Dynamics and implications of circulating anti-angiogenic VEGF-A165b isoform in patients with ST-elevation myocardial infarction
Author(s) -
Luisa Hueso,
César RíosNavarro,
Amparo RuizSaurí,
Francisco J. Chorro,
Julio Núñez,
María-Jesús Sanz,
Vicente Bodı́,
Laura Piqueras
Publication year - 2017
Publication title -
scientific reports
Language(s) - English
Resource type - Journals
SCImago Journal Rank - 1.24
H-Index - 213
ISSN - 2045-2322
DOI - 10.1038/s41598-017-10505-9
Subject(s) - myocardial infarction , cardiology , ejection fraction , medicine , percutaneous coronary intervention , conventional pci , angiogenesis , infarction , vascular endothelial growth factor , ex vivo , in vivo , heart failure , vegf receptors , biology , microbiology and biotechnology
Angiogenesis is crucial to restore microvascular perfusion in the jeopardized myocardium in the weeks following reperfused ST-segment elevation myocardial infarction (STEMI). (VEGF)-A 165 b, an anti-angiogenic factor, has been identified as a regulator of vascularization; however, it has not been previously implicated in acute myocardial infarction.

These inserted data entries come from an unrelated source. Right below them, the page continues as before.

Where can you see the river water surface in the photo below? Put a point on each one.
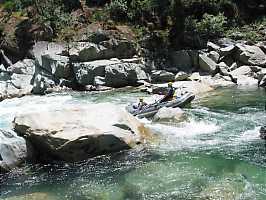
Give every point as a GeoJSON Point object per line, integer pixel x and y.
{"type": "Point", "coordinates": [217, 154]}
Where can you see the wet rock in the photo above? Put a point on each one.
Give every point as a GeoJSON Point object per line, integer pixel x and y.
{"type": "Point", "coordinates": [33, 196]}
{"type": "Point", "coordinates": [14, 150]}
{"type": "Point", "coordinates": [250, 55]}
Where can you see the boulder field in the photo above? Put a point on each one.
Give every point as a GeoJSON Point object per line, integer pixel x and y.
{"type": "Point", "coordinates": [54, 67]}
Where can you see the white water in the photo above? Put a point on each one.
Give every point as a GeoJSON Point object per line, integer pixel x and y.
{"type": "Point", "coordinates": [218, 152]}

We sought to investigate the dynamics of circulating VEGF-A 165 b and its association with cardiac magnetic resonance-derived infarct size and left ventricular ejection fraction (LVEF). 50 STEMI patients and 23 controls were included. Compared with control individuals, serum VEGF-A 165 b was elevated in STEMI patients prior to primary percutaneous coronary intervention (PCI). Following PCI, serum VEGF-A 165 b increased further, reaching a maximum level at 24 h and decreased one month after reperfusion. VEGF-A 165 b levels at 24 h were associated with a large infarct size and inversely related to LVEF. VEGF-A 165 b expression was increased in myocardial infarct areas from patients with previous history of AMI. An ex vivo assay using serum from STEMI patients showed that neutralization of VEGF-A 165 b increased tubulogenesis. Overall, the study suggests that VEGF-A 165 b might play a deleterious role after AMI as an inhibitor of angiogenesis in the myocardium. Accordingly, neutralization of VEGF-A 165 b could represent a novel pro-angiogenic therapy for reperfusion of myocardium in STEMI.